José Mourinho falls to earth

Yesterday he was sacked as manager of Chelsea. But the question isn’t why he has failed, but how he has succeeded for so long

By David Bennun

The only thing more spectacular than Chelsea’s fall from grace this season is that of their manager, José Mourinho, who was sacked yesterday. The reigning champions of English football currently lie two places and one point above the relegation zone. For Mourinho, it is the first serious failure he has known in his managerial career. More interesting than the obvious question of why Mourinho has failed now is another: why didn’t he fail sooner? Mourinho’s rise was meteoric, but that is not unheard of. What is astonishing is not how he went up, but how he stayed up.

Mourinho won Portugal’s Primeira Liga in his second season as a manager. He has since won league titles in seven out of 11 full seasons. He has also won the Champions League twice, with different clubs, and a host of other cups, experiencing just one trophyless season. Only Alex Ferguson, who managed Manchester United for 26 years, compressed a comparable level of success into an equivalent period of time. But he did it at one club, where he unequivocally ruled the roost. Mourinho did it in five stints at four clubs where he was, like most modern managers, more of a hired hand. He is the nearest football management has to a sure thing – a galácticoach.

How has he done it? He never played at a high level, and started out as a translator for Bobby Robson when the latter was a manager in Portugal – which must have been a challenge, given how unintelligible that much-missed figure could be, even to native Anglophones. Mourinho is acclaimed for his tactical nous, his coaching skills, his meticulous scouting and preparation, and his ability to motivate players. It is this last quality, above all, that finally appears to have abandoned him. Never before has he failed to get a team to punch at or above its weight. Everywhere he has gone, he has improved the club’s performance – at least in terms of silverware.

What Mourinho has never been famed for, however, is his football. The man has always been far more entertaining than his teams. From the moment he went pelting along the touchline at Old Trafford, overcoat flapping in the spring air, to celebrate the goal with which his Porto side knocked Manchester United out of the European Cup, he was pure showbiz. He is funny, charming, infuriating, odious, graceless, generous, vicious, but never dull – much like Ferguson, the manager he beat that night. But unlike the teams of Ferguson’s greatest days, Mourinho’s were tough and functional rather than exciting. Porto were dogged, well-drilled and snide. In both his spells at Chelsea he favoured percentage football illuminated by flashes of match-winning quality. At Inter Milan, this Portuguese manager was more Italian than the Italians, his team smothering and grinding down opponents – including Barcelona and Bayern Munich on the way to another European Cup, and the first treble for any Italian club.
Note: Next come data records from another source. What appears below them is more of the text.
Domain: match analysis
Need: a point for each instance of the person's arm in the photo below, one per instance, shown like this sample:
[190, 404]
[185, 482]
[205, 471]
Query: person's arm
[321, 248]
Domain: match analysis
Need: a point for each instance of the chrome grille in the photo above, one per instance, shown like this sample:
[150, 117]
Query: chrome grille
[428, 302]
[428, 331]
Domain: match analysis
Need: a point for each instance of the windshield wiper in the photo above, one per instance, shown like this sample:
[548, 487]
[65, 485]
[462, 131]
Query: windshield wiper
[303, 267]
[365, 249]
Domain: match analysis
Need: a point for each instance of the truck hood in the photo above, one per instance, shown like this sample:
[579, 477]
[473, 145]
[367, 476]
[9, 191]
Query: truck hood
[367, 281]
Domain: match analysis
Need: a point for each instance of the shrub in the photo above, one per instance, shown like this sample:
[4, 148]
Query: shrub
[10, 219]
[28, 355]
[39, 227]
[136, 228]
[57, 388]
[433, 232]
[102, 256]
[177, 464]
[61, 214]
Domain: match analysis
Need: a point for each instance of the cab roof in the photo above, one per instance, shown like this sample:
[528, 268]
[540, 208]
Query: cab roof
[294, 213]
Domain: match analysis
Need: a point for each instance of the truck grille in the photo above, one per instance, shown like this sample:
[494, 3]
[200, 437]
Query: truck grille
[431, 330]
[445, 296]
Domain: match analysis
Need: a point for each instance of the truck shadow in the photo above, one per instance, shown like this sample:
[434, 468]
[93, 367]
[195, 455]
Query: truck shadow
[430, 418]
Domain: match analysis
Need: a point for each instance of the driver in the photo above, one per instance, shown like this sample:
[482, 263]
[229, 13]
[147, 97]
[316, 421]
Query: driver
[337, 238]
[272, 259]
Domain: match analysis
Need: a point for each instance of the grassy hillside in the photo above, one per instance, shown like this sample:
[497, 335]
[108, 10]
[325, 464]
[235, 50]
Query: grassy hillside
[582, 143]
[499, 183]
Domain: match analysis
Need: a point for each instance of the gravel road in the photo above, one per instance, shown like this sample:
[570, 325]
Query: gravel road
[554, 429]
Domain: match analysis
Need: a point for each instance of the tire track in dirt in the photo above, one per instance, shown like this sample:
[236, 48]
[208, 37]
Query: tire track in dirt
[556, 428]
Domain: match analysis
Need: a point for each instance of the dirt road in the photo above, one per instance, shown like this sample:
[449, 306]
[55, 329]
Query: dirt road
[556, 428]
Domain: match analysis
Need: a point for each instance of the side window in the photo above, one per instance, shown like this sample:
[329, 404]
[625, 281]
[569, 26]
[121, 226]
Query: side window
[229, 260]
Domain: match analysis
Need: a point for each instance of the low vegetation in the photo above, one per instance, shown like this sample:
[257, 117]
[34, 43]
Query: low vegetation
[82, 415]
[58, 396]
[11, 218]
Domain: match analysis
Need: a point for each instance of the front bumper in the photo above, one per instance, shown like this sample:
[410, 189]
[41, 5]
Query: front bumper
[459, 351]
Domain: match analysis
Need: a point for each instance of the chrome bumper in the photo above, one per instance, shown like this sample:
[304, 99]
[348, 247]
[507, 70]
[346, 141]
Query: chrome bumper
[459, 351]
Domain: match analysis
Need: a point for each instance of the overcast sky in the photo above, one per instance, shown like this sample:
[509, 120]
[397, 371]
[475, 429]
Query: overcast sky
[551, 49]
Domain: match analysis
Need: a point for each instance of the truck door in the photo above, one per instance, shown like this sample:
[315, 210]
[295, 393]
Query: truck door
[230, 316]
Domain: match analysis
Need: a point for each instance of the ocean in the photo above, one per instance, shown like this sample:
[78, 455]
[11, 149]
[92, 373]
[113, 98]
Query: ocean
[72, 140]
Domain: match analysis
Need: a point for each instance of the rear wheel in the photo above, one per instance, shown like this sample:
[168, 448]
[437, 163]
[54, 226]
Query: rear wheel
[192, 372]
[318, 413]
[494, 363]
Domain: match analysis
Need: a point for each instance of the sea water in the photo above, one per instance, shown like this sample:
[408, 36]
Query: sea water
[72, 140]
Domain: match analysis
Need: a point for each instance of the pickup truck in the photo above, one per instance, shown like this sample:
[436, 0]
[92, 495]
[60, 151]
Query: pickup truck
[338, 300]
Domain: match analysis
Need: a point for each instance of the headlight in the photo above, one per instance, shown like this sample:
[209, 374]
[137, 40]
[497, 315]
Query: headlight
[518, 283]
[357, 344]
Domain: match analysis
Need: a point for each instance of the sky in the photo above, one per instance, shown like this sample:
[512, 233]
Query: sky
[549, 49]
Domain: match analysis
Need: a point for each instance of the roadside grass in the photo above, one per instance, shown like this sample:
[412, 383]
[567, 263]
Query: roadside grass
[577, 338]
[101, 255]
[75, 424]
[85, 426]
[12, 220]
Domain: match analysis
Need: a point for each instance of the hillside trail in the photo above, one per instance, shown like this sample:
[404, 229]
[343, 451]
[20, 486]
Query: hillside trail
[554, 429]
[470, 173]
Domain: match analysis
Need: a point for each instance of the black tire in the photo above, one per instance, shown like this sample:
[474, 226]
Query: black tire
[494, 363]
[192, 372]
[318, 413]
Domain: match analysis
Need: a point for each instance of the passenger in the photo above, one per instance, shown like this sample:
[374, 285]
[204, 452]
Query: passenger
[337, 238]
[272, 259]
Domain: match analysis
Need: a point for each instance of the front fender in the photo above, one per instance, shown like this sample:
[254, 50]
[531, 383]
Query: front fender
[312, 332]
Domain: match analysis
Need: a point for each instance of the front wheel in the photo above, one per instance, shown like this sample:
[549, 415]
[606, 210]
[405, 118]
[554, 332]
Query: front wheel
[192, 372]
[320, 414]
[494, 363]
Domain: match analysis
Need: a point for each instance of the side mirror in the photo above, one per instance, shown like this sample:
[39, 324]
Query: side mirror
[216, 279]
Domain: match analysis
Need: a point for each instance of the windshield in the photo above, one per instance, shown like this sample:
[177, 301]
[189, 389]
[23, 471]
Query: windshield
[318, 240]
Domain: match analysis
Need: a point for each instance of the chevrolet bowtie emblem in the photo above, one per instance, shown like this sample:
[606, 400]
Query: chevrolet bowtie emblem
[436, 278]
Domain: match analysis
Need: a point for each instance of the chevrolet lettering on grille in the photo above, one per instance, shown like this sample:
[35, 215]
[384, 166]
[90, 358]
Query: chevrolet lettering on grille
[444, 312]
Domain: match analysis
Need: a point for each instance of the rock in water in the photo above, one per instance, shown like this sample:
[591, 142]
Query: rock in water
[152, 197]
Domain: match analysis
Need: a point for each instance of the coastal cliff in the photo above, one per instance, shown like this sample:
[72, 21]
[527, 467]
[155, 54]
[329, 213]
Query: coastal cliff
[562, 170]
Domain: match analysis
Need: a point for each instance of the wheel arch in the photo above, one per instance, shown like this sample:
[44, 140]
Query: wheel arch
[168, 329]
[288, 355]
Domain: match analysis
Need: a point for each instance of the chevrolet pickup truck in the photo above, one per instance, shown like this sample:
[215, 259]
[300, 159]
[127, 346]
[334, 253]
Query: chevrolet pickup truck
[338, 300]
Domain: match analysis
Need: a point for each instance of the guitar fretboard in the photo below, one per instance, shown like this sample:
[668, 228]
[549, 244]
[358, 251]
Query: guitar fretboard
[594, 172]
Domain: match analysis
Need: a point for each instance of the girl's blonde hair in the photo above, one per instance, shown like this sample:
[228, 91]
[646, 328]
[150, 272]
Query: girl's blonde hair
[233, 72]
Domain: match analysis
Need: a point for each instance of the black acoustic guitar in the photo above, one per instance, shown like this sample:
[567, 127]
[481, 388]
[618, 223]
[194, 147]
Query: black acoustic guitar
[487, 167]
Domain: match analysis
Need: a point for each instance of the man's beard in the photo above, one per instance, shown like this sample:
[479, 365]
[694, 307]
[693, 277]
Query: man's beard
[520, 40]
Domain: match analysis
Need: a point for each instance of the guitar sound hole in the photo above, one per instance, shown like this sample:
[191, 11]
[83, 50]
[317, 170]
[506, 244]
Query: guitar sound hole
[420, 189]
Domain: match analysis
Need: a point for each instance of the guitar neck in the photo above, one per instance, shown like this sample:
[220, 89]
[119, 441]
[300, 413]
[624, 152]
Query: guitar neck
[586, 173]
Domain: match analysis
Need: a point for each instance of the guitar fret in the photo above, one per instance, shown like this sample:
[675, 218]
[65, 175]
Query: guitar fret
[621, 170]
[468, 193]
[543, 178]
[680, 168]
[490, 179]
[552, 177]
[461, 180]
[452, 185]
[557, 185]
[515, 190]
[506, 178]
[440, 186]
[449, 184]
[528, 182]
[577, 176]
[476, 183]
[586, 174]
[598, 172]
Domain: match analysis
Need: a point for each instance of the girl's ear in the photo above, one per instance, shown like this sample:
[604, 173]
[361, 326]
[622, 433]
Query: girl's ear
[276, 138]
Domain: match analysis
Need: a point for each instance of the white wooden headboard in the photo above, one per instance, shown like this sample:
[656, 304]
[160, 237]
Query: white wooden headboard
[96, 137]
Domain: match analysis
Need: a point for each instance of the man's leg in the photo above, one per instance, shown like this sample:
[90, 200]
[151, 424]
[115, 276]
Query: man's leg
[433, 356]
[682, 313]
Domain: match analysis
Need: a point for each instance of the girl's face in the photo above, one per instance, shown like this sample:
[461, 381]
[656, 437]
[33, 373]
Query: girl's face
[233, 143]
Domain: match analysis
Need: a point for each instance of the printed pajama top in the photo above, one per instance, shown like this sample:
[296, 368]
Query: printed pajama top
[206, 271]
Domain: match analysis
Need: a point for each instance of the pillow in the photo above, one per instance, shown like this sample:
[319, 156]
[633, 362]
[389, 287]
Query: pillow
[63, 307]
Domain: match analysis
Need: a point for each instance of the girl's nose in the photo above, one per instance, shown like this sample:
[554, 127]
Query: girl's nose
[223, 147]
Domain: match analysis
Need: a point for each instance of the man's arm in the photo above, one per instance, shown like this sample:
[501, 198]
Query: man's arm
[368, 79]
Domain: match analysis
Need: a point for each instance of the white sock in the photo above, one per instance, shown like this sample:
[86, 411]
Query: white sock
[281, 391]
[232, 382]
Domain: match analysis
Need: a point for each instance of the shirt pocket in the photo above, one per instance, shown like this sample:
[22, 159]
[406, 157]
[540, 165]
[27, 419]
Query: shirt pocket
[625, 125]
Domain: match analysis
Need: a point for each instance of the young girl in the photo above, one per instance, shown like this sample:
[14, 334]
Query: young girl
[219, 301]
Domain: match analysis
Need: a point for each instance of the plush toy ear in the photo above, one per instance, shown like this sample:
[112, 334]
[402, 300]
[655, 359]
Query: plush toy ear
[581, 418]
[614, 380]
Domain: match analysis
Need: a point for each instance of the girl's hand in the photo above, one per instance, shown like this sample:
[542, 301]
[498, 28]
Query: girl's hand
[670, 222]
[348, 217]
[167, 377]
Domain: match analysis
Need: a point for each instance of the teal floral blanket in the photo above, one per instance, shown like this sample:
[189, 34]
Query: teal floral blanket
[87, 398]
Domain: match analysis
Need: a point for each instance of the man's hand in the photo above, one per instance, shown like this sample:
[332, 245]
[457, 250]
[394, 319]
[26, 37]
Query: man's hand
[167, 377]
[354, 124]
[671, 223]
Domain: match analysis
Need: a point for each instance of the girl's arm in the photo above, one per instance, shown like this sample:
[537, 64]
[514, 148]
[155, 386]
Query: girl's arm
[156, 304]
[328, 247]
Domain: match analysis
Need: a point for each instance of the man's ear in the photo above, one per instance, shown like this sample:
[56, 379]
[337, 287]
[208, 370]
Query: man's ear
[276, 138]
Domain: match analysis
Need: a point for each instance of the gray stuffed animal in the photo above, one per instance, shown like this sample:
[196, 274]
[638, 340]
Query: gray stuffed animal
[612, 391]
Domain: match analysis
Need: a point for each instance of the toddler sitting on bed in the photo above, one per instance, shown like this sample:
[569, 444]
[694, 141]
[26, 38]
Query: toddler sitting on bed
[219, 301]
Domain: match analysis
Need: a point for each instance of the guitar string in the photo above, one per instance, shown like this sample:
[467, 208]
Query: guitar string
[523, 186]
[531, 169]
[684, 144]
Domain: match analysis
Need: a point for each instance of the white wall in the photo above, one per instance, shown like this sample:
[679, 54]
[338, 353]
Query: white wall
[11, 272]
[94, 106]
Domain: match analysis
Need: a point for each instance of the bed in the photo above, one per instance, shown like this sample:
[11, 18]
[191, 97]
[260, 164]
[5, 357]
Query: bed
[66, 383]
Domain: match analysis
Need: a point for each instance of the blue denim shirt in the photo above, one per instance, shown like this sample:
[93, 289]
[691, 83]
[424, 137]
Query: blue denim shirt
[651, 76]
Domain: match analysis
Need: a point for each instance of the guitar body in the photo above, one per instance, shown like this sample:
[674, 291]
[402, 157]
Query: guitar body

“If your only selling pitch...is that you are a winner,” one newspaper columnist has written of him, “there is nothing left when you become a loser.” Yet Mourinho is far more versatile and adaptable than he is given credit for, and this is crucial to his success. He has always cut that overcoat according to his cloth. In 2010 he went to Real Madrid, whose fans have little tolerance for dull efficiency. He won the Copa Del Rey and the league title with gung-ho, attacking football unlike any he had delivered before. Manchester United fans, currently bored by the stultifying “philosophy” of Louis van Gaal, are generally no admirers of Mourinho. Yet even they might remember how, when his Real Madrid knocked United out of Europe in 2013, an ever so ’umble Mourinho praised United’s attacking traditions, then insisted the better team had lost. Was he pitching for his dream job? If he had been, it surely wouldn’t have looked much different.

That was a Mourinho who had never encountered collapse. He has now. Perhaps it is a blip. Perhaps his powers have finally ebbed under such sustained pressure. Maybe he will never be the manager he was. Whoever hires him next will be taking a much bigger gamble than his last four employers. But they will get one of the few superstars of the game who does not kick a ball for a living.